If you’re a bit tech-savvy, you can use the Strava API and connect it to Notion to track your riding hours and miles for each component. This makes it much easier to monitor service times.
This is a great discussion! A few things I'll add:
1. I'm pretty decent about servicing the lowers and replacing seals on my forks, and that's kept me out of any real trouble or premature bushing or stanchion wear for two decades of riding. It's not rocket science. A seal/wiper installation tool is a relatively cheap one-time purchase, but you can do it for free, too- I recently helped a friend set new seals by cutting out the inner ring from his old seals to make a crude setter tool for the new seals. So you can do the whole job for only the cost of the service kit and oil, if you're a caveman in a hurry.
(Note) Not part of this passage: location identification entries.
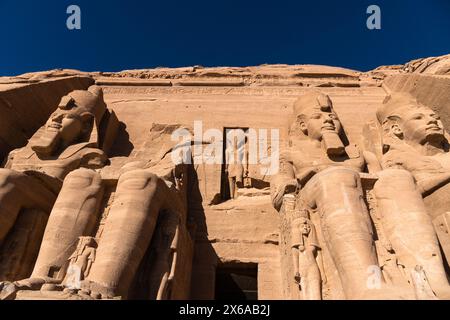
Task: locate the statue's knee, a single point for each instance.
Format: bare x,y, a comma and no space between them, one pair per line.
137,180
82,178
339,177
393,181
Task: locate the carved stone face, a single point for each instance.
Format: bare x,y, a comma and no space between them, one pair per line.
64,127
306,229
421,125
315,121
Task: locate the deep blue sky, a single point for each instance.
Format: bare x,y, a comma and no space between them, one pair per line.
130,34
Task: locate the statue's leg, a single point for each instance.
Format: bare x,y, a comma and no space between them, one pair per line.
74,214
139,198
409,227
313,279
232,184
19,191
346,226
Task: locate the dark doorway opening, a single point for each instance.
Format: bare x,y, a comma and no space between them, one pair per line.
237,281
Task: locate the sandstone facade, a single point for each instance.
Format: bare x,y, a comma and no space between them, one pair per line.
93,204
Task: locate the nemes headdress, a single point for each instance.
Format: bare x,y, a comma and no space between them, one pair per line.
312,100
394,105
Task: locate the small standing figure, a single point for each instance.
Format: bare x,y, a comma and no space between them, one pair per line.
304,249
80,262
236,162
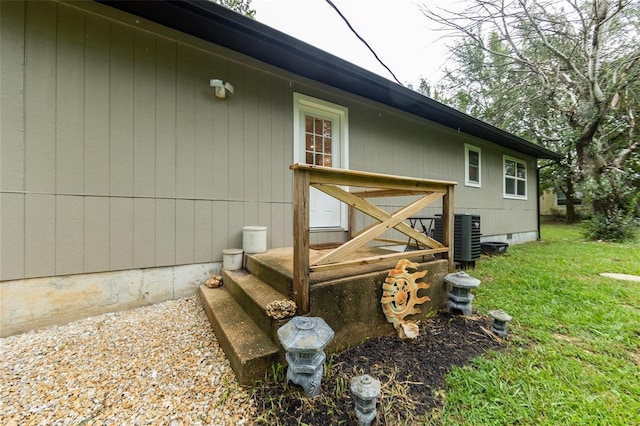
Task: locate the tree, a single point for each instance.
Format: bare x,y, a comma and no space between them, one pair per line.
563,74
241,6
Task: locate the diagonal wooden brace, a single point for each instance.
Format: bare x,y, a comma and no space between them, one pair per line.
377,213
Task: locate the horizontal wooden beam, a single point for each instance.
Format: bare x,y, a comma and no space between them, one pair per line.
376,259
335,176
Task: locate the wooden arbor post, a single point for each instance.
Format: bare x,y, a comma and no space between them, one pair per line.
301,179
332,181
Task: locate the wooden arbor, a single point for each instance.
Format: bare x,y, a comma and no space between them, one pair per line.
371,185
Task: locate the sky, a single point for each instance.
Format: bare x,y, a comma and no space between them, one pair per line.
396,30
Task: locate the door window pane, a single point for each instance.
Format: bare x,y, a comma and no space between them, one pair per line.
318,137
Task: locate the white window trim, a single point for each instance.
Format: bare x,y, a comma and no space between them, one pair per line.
467,180
303,103
578,200
526,179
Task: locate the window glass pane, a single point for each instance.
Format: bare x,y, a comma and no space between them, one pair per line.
473,173
326,128
510,186
327,146
474,157
509,168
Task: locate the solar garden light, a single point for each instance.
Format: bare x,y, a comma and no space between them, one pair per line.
365,390
500,320
304,339
460,296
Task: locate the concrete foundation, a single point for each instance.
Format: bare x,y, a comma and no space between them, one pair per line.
42,302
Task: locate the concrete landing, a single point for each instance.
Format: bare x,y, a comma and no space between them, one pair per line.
348,299
250,351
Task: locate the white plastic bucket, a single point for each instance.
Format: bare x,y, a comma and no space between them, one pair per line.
254,239
232,259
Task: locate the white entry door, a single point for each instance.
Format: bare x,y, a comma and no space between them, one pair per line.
321,141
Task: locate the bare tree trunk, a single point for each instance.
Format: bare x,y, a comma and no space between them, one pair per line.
571,208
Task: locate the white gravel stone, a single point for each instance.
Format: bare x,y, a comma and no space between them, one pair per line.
160,364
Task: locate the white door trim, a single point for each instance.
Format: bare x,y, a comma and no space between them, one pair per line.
303,103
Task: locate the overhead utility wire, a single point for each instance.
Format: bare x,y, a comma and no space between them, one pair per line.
362,40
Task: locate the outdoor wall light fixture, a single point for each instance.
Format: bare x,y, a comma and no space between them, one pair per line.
221,88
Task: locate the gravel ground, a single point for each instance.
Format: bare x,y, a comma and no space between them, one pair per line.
159,364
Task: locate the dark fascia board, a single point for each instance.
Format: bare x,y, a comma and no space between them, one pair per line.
216,24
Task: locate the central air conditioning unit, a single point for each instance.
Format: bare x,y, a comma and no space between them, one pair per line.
466,237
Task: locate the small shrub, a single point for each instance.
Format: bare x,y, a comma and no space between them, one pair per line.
617,227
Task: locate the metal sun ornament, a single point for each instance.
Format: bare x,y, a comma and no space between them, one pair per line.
400,294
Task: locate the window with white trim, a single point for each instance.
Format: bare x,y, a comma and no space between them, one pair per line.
561,199
515,178
472,165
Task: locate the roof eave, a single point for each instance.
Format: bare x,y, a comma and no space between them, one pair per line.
216,24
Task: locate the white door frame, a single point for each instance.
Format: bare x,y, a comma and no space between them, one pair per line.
303,103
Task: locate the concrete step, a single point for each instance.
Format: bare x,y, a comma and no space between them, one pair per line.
249,350
254,295
273,267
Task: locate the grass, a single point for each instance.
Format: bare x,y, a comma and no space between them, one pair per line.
572,357
574,347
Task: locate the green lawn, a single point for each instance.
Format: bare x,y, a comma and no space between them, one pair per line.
573,354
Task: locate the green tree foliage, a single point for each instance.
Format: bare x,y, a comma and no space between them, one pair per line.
564,74
241,6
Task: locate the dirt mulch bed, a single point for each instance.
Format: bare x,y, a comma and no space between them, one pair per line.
411,373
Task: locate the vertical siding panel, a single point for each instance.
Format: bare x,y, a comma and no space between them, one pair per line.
40,235
185,224
220,226
236,134
12,234
144,84
121,111
236,222
70,102
264,219
96,234
264,163
69,234
276,229
144,232
40,98
204,100
287,141
279,164
96,107
121,233
250,214
185,124
250,134
288,225
165,232
221,142
12,17
203,231
165,118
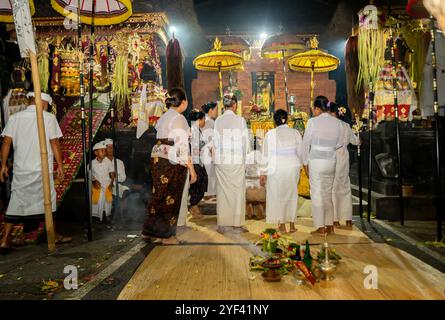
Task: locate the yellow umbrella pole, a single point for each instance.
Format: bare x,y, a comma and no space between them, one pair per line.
285,81
220,90
312,86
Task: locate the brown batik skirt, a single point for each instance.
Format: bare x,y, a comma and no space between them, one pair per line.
164,207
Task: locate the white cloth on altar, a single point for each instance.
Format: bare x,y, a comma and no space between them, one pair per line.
321,140
27,186
281,163
207,156
253,169
341,193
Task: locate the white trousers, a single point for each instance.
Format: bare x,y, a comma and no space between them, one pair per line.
341,193
182,219
231,195
321,177
103,206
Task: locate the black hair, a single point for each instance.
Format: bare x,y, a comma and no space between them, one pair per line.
175,98
279,116
209,106
229,101
343,113
322,102
196,115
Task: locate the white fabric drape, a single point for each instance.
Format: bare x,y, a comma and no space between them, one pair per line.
321,140
231,195
207,156
231,141
341,193
281,163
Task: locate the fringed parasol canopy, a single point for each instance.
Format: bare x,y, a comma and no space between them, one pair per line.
107,12
313,61
281,46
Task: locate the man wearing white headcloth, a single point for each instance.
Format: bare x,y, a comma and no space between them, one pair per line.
321,139
27,202
103,174
231,141
121,177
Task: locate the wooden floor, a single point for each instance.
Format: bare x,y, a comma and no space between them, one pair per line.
215,266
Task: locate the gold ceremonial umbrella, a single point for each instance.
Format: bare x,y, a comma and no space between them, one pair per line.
313,61
106,12
6,10
219,61
279,47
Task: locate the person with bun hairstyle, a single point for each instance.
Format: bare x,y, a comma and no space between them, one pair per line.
342,195
198,189
281,172
211,113
171,166
231,141
322,138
But since I quit racing a decade ago (and stopped getting suspension service for free in the Fox tent), don't think I've ever serviced and rebuilt a fork damper and I've only serviced maybe one shock damper. Yikes. Hasn't bit me yet.
2. I think I'm pretty perceptive on the bike (I hope so, if I'm testing products for Vital), but I don't know that I've ever noticed a difference before or after a service to my lowers or after a damper rebuild. The performance difference seems really marginal to me, it's more a function of longevity and preventative maintainence. But, all the time, I hear people saying "it feels so much better!" after doing a lowers service. Am I taking crazy pills?
3. Heat. Cycles of all sorts wear down suspension components, so all hours of movement count, whether they're flat, uphill, or down, but not all hours are created equal. Pounding out DH laps on violent terrain creates much higher shaft speeds and a lot more heat inside your fork and shock than riding on gentle terrain does. As a result, DH bikes (and single crown bikes that go downhill a lot) seem to eat suspension components alive compared to their daily driver trail bike friends. Adjust your service intervals accordingly.
4. Contaminants. Rain is bad, mud is bad, grit is bad. Clean your seals and dust wipers between services. Heck, clean them between laps if you can. Riding in pristine conditions will always be easier on every part of your bike than riding through hell.
5. Don't underestimate the impact of UV rays, heat, and elevation on your rubber seals. Almost every time I've seen a fork puking oil was at a bike park on a sunny day in the summer, most of them above 5000 feet.
6. Lastly, no rider is harder on equipment than neglect, not even Richie Rude. If you haven't seen @AngryBikemechanic on Instagram, his page is an endless doom scroll of neglect and entropy. It's incredible. 10/10 recommend.
Oh, the fork is gushing oil
that means that I still have oil left, G2G
I used to be pretty diligent about servicing based on the hours (divided my typical ride duration by its miles to get an hours:mile factor), and using the miles on equipment in Strava. Then I ended up with more bikes, and was faffing with different stroke lengths, etc. and just gave up. I try to do a lowers service on each of my 3 bikes in late spring (after the rain and mud are done) and early fall (after the worst of the summer dust). I will sometimes have the local suspension guy do a full damper service around Christmas time (I can do it myself but it takes a bit of time). I went through a streak of swapping shocks pretty quickly so haven't done those in a while, although one of them is probably due. Again, I might do it myself or maybe I'll pay someone - time is the deciding factor there.
I know freshly serviced fork feels really plush, but it also feels different, which takes me a ride or two to adjust to. And as awful is as it to hear, I'd rather have consistency than fresh change.
The ol' Land Rover owner method !
Regarding seal installation tools, a 3D printer is great for those. Just a few cents worth of plastic and you have the tool ready in an hour
trailforks helps. it's realy surprising, how quick you'll get to those 50/200 hrs within busy couple of weeks of riding.